So.....in a nutshell (no pun intended), what you are saying is, as long as I don't eat my bullets, I should be okay. :mrgreen:


----------



## DanP_from_AZ (May 8, 2009)

paratrooper said:


> So.....in a nutshell (no pun intended), what you are saying is, as long as I don't eat my bullets, I should be okay. :mrgreen:


Yes. :smt1099


----------



## paratrooper (Feb 1, 2012)

Well......I have been working hard giving up, or at least greatly reducing, my intake of Coke and Pepsi. 

I guess it wouldn't hurt to give up eating ammo as well.


----------



## Broondog (Feb 1, 2013)

paratrooper said:


> Well......I have been working hard giving up, or at least greatly reducing, my intake of Coke and Pepsi.
> 
> I guess it wouldn't hurt to give up eating ammo as well.

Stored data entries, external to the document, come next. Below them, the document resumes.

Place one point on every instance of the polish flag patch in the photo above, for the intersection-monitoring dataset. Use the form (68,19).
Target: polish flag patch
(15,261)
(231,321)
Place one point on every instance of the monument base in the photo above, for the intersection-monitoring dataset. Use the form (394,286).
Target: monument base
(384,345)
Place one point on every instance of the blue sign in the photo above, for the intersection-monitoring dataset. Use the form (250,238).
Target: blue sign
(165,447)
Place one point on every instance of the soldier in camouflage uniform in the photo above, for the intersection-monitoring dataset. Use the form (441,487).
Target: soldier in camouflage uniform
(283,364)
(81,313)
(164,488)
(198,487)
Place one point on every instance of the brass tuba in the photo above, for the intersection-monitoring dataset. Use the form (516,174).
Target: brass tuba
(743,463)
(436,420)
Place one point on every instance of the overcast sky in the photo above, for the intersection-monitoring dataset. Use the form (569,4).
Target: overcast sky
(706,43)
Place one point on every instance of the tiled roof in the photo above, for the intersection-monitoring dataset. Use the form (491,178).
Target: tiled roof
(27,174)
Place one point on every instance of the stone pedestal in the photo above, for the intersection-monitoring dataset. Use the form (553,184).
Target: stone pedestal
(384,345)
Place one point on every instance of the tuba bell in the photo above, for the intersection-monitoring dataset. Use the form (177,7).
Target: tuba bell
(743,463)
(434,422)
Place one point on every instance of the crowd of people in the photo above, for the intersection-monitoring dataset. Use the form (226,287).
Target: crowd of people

that's awesome man! baby steps.

i finally gave up snorting Coke because the carbonation was really getting to my nose.


----------



## paratrooper (Feb 1, 2012)

Broondog said:


> that's awesome man! baby steps.
> 
> i finally gave up snorting Coke because the carbonation was really getting to my nose.


I don't drink alcohol, smoke or do drugs.

But, I've been a soda pop fan for years. As I get older, it's getting harder to keep my weight in-check. It's been about 6 weeks now, and I'm down to a single serving (12 oz.) or less, of pop per day. There's days that I don't even drink any.


----------